The evidence comes from the Down Survey, carried out between 1655 and 1656 under the direction of Sir William Petty. It was one of the most ambitious cartographic projects of its era, commissioned by the Cromwellian administration to document landownership across Ireland following the upheavals of the 1640s, with the practical aim of redistributing confiscated land. The surveyors moved townland by townland, recording buildings, boundaries, and land quality in considerable detail. On the map covering Portraine, a dwelling is marked, suggesting a structure of some standing during the sixteenth or seventeenth century. But the survey offers no name, no owner, no further description, and crucially, no precise coordinates. Geraldine Stout, who compiled this record in 2011, notes simply that the dwelling is not precisely located.
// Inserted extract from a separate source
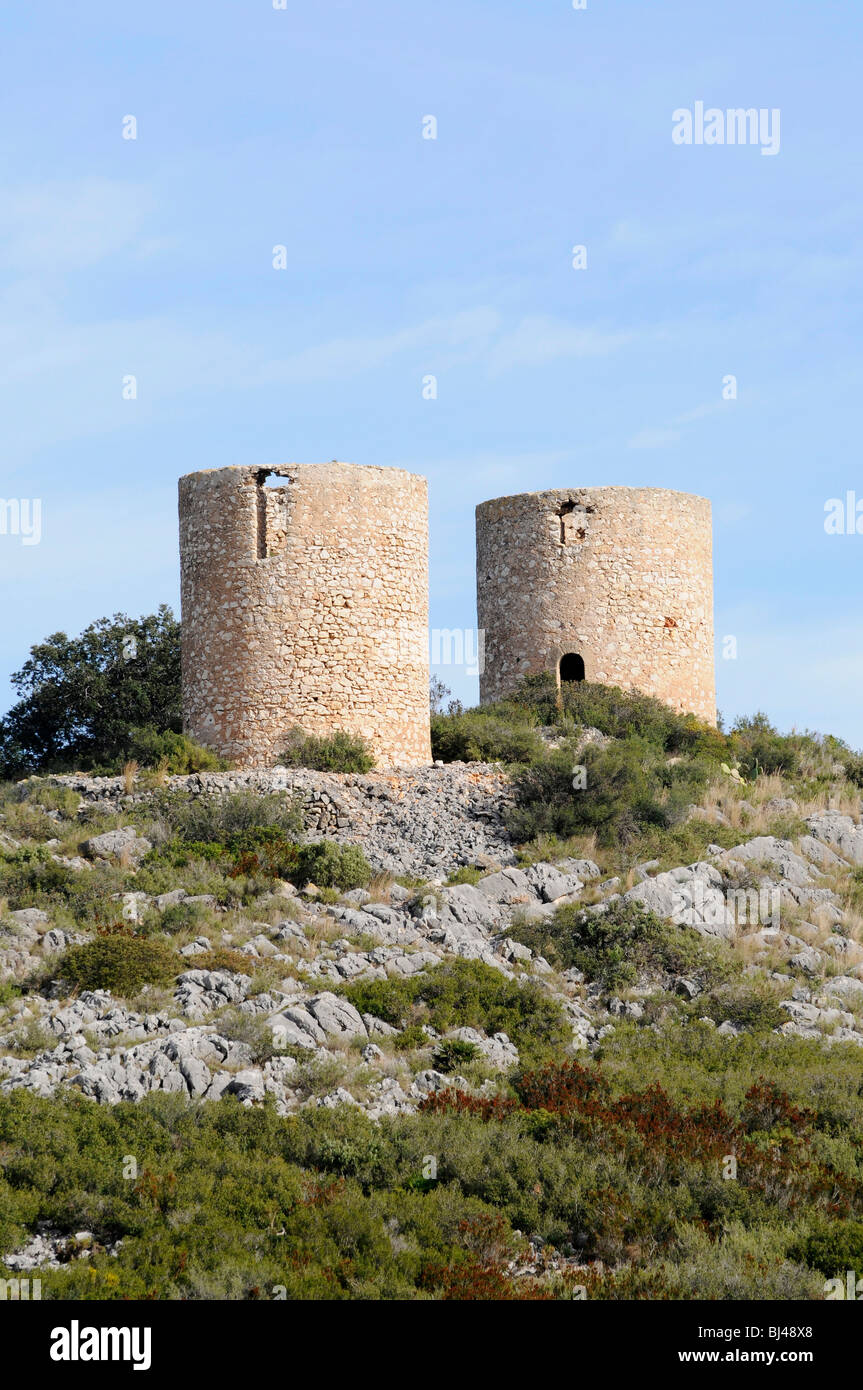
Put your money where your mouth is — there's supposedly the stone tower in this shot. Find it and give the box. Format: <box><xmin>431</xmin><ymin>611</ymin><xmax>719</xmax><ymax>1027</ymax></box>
<box><xmin>179</xmin><ymin>463</ymin><xmax>431</xmax><ymax>767</ymax></box>
<box><xmin>477</xmin><ymin>488</ymin><xmax>716</xmax><ymax>724</ymax></box>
For anyone drawn to Portraine today, the village sits on a small peninsula jutting into the Irish Sea, north of Donabate, and is reachable by road through the flat agricultural land of Fingal. The coastline here is low and open, without the drama of cliffs, which perhaps explains why so little medieval or early modern fabric has survived above ground. There is no ruin to visit, no wall to photograph, and no interpretive panel to consult. The interest lies entirely in the absence: a dot on a baroque-era map, unanchored to any surviving physical trace, representing a household that was real enough in the 1650s for a government surveyor to record it, and has since left nothing else behind.